China and the United States are both beginning to grasp the grave harm that could come from strategic cyber war. Their respective offensive capabilities in this domain, the difficulty of defense against large cyber threats, and thus the fear of retaliation can be the foundation for mutual deterrence. While this could be left as a de facto condition or tacit understanding, it is better to make it a matter of agreement on mutual restraint in initiating strategic cyber war, including tight political control of any military cyber attacks in the event of armed conflict. Such agreement could be bolstered by continuing discussion of thorny definitional issues and possible concrete cooperation.

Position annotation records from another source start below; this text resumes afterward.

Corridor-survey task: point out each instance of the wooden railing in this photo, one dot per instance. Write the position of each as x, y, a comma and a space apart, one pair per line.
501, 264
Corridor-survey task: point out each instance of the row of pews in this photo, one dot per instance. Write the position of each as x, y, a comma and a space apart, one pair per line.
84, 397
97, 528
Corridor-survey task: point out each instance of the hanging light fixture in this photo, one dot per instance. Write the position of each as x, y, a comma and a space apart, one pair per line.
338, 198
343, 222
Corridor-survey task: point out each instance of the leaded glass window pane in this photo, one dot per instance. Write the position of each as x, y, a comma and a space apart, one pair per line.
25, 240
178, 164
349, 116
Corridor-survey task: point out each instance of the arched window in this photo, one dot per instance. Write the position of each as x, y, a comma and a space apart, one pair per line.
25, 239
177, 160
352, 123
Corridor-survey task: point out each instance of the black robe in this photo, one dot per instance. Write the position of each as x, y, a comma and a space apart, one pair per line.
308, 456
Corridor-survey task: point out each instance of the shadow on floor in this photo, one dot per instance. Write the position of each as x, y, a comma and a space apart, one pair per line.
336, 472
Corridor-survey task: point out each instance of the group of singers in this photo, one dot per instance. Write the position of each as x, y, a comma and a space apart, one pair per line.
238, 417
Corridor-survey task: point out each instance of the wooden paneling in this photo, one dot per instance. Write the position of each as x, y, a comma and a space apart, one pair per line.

The United States should be interested in pursuing an accord along these lines, though with its eyes open about the ambiguities and pitfalls. But it should do so as part of a wider approach, covering nuclear and space domains as well. As with restraint in space, the United States should not accede definitively to China’s position on no first use of nuclear weapons if the Chinese reject the larger concept of mutual strategic restraint and its application to cyberspace.
These ideas might be more appealing to the United States than to the Chinese. The United States is the stronger military power, and it is more vulnerable than China to the effects of cyber war—for now. But China is becoming highly dependent on computer networks and more exposed to their disruption, and it has no more hope of complete network defense than the United States has. Perhaps Chinese leaders have the foresight to appreciate the value of mutual strategic restraint in cyberspace, and the clout to overrule objections from Chinese warfighters. In the meantime, they can be sure that the United States will not accept inferiority in offensive cyber war capabilities and that China’s vulnerabilities in this domain will only get worse.